Algérie: droits de douane exorbitants et faux calculs d’Ouyahia

Ahmed Ouyahia, Premier ministre d'Algérie.

Ahmed Ouyahia, Premier ministre d'Algérie.. DR

Le 28/05/2018 à 16h27, mis à jour le 28/05/2018 à 16h28

Malgré l’échec de la politique de restriction des importations et son impact négatif sur le tissu industriel algérien, le gouvernement d’Ouyahia s’entête à instituer des droits de douane prohibitifs, avec des taux allant jusqu’à 200%. Les objectifs visés par ces mesures restent chimériques.

Face à la crise aigüe que traverse l’Algérie et la chute vertigineuse des réserves en devises du pays qui se sont érodées de plus de 100 milliards de dollars en 4 ans, les gouvernements qui se sont succédé au cours de ces dernières années ont trouvé comme seule solution la limitation de la facture des importations, et ce quelles que soient les conditions. D’où la mise en place de politiques de quotas et d’interdiction des importations d’un certain nombre de produits.

Seulement, les effets escomptés ne se sont pas produits.
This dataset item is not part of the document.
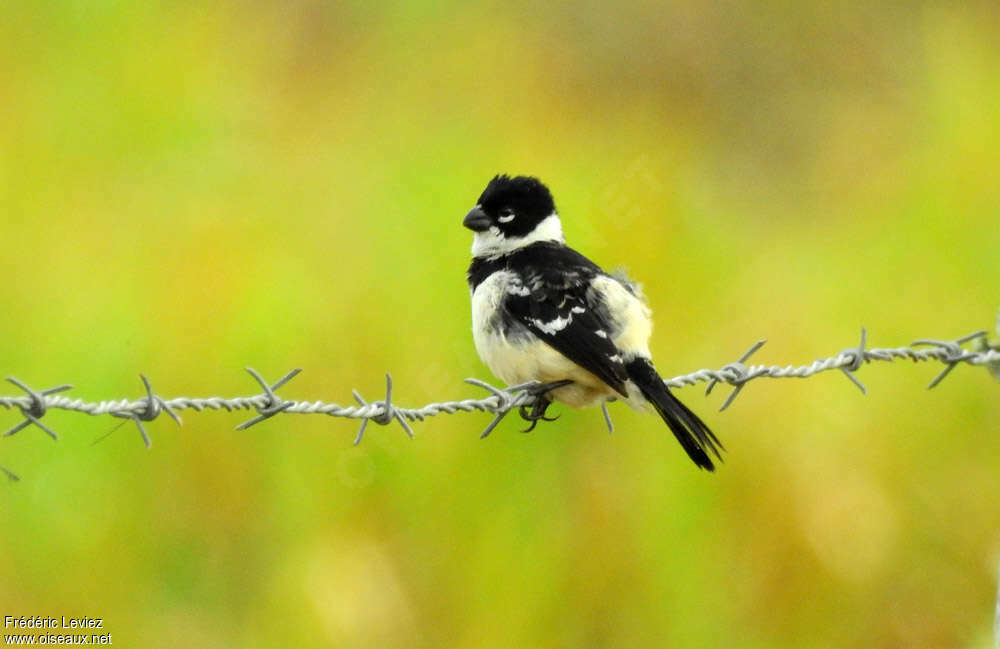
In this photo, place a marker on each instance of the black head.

La facture des importations reste élevée et les conséquences ont été néfastes pour les industriels algériens qui sont dépendants des intrants importés pour la fabrication de produits finaux et qui ont vu leur production ralentir à cause de l’absence de ces intrants. 

Face à cette situation, et devant l’impact négligeable des interdictions sur la facture des importations, les autorités algériennes ont été poussées à revoir leur politique.

Toutefois, face à la désapprobation des interdictions d’importation, au lieu de reconnaître son échec, le Premier ministre Ahmed Ouyahia a, dans le cadre de la loi de finances complémentaire de 2018, décidé l’institution d’un droit additionnel provisoire de sauvegarde (DAPS) à la place des interdictions d’importation.

Ces droits de douane très dissuasifs, avec des taux allant de 30 à 200%, seront appliqués à partir du mois de juin 2018. «Ce taux sera appliqué aux importations de produits de luxe, qui seront ainsi taxés au lieu d’être interdites, générant ainsi des recettes pour le Trésor».

Pour le Premier ministre, ces droits de douane prohibitifs qui remplaceront les interdictions d’importation auront au moins trois avantages.

D’abord, «l’instauration du DAPS contribuera à la rationalisation des importations qui demeurent une facture trop lourde pour les réserves de change du pays». Seulement, à ce titre, le Premier ministre oublie que malgré les restrictions et les interdictions à l’importation, la facture des importations ne s’est réduite que d’un milliard de dollars pour s’établir à 40 milliards de dollars. Pour sa part, la baisse du déficit commercial est le le résultat de la hausse du cours du baril de pétrole, soit un effet conjoncturel. Elle n’a pas éliminé le déficit de la balance des paiements (26 milliards de dollars en 2016 et 22 milliards de dollars en 2017) et n’a pas freiné la dégringolade de la chute des avoirs extérieurs en devises du pays. Pire, elle a suscité la désapprobation des partenaires économiques de l’Algérie: Union européenne, France, Espagne, Etats-Unis, Turquie, etc.

L'autre justification avancée avec l'instauration du DAPS, c'est qu'il s'agirait d'«une protection supplémentaire du marché national au profit des entreprises locales qui gagneront ainsi des parts de marché», ajoute Ouyahia. Or, à ce niveau aussi, il n’est pas sûr que des entreprises qui bénéficient une telle protection puissent être compétitives et efficientes et, du coup, ce sont les citoyens algériens qui trinquent avec des produits de qualité moindre et d’un coût élevé. Le cas des voitures montées localement et qui reviennent plus chères que les voitures importées illustre les effets négatifs de ce protectionnisme.

Enfin, affirme Ouyahia, «les fournisseurs étrangers traditionnels viendront pour certains investir en Algérie, dès lors que son marché sera protégé. Tout cela génèrera des milliers d’emplois nouveaux au profit des jeunes de notre pays». A ce titre aussi, il faut souligner que la protection du marché algérien n’a permis d’attirer des investisseurs étrangers jusqu’à présent.

En effet, les opérateurs français, espagnols, américains, turcs et autres n’ont jamais cessé de critiquer certaines restrictions règlementaires qui les empêchent de s’implanter en Algérie. Outre l’environnement défavorable des affaires, ils citent tous la règle du 51/49, qui accorde 51% du capital d’un projet à l’Etat ou aux opérateurs algériens, comme un obstacle fondamentale à l’investissement. Ainsi, contrairement à ce qu’avance Ouyahia, le protectionnisme n’est pas une garantie pour attirer les investisseurs.

En clair, les objectifs visés par ces droits de douane prohibitifs restent chimériques.